I media blasted the bar clamps and sprayed them with clear and set them in place. They came out looking like they are painted...........but they still look OK.
 
The week before last I did get a couple of things accomplished. I cleaned up the airbox and gave it a couple of coats of plastic paint and some clear and got it in mock up.


That Wednesday I had Ron's (from this site) brother stop by for a visit. It's a small world but his brother and I have some mutual acquaintance's. You just never know what is in store. He brought me some Husky stuff and I traded him some Yamaha stuff for the parts. He does extremely nice work. Here's the treasures he brought me.
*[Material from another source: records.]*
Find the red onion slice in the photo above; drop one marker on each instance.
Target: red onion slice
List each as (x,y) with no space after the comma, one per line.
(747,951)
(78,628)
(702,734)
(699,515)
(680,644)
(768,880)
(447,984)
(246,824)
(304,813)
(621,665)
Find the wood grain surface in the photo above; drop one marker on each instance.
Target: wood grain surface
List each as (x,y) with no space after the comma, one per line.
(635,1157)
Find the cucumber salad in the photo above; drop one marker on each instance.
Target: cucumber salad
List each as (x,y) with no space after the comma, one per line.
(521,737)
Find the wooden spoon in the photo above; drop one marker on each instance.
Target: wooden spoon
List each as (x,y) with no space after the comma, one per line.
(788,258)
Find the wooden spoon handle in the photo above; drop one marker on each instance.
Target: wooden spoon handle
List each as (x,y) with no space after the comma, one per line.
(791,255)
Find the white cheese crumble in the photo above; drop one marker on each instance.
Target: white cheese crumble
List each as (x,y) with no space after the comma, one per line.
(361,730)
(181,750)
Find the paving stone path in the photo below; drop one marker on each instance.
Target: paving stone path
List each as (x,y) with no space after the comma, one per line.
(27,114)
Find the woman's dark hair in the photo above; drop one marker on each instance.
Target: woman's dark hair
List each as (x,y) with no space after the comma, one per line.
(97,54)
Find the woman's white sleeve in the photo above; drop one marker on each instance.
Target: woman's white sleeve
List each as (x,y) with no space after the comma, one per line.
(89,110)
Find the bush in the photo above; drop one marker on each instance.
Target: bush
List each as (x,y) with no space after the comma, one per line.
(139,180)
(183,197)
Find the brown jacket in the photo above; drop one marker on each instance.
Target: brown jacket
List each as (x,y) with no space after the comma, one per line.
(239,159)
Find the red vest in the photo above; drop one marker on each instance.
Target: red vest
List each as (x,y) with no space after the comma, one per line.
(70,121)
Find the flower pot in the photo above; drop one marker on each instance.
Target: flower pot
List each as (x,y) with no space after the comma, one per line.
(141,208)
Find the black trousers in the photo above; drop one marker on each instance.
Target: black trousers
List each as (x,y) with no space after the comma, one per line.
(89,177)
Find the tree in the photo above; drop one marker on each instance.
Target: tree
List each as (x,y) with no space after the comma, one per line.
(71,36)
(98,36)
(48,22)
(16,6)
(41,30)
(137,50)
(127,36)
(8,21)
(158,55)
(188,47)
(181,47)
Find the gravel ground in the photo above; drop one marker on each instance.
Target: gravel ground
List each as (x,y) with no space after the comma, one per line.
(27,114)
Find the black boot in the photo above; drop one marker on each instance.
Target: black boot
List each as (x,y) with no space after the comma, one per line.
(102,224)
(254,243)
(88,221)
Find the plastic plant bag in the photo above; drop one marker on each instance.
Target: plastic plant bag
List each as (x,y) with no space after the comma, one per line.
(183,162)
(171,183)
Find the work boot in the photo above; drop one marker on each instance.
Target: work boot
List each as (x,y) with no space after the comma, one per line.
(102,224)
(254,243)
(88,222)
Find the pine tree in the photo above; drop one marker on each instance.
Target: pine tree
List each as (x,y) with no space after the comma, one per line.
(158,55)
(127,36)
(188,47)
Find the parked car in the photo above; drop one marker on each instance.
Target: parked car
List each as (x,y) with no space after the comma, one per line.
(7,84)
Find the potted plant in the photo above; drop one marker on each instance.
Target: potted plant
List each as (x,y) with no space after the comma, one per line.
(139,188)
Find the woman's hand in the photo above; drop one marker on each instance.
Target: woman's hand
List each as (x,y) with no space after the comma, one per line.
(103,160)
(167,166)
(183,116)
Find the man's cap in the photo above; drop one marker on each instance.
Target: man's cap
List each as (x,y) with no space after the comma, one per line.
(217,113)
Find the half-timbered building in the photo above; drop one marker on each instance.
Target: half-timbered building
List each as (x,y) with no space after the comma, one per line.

Dang nice I might add. These will be great for the bike.



I worked on cleaning up the motor, in the last couple of weeks. It wasn't in too bad of shape cosmetically, it just needed to be cleaned and some blasting done. Here is the motor almost done. The bonus is that it runs good and didn't need disassembly.



More to come. I'm working on some off road car shocks this weekend.
 
I got bored with the car shocks. A couple of weeks ago I put an ad on Mark's vintage swapmeet site looking for a tank for this bike. I had a couple of leads and then Ron put me in touch with dartyppyt who is selling me a tank. Darin sent me some pics last night. I can't wait to get this.

 
Nice bike and great talent. My neighbor in ohio ruled the 125 class on a monoshock. He had those. reservoirs on his. But I think they were 250 forks on his 125.
 
Hey Darin, here's the one I did before the 400. This is a 76 MX125C. Very rare bike. Probably less than 40 left in the world. I looked for one of these for 35 years and found one locally. Sorry for the non Husky side track but this is a cool bike.



More to come on the 430
 
can some one tell me whats so special about the mxc? was it a limited run? interim model or what?

how do you identify these? a mate has an old mx Yamaha in his shed and he thinks its "one of these" can you tell me the frame no's so I can let him down gently? apologies to the husky hijack!!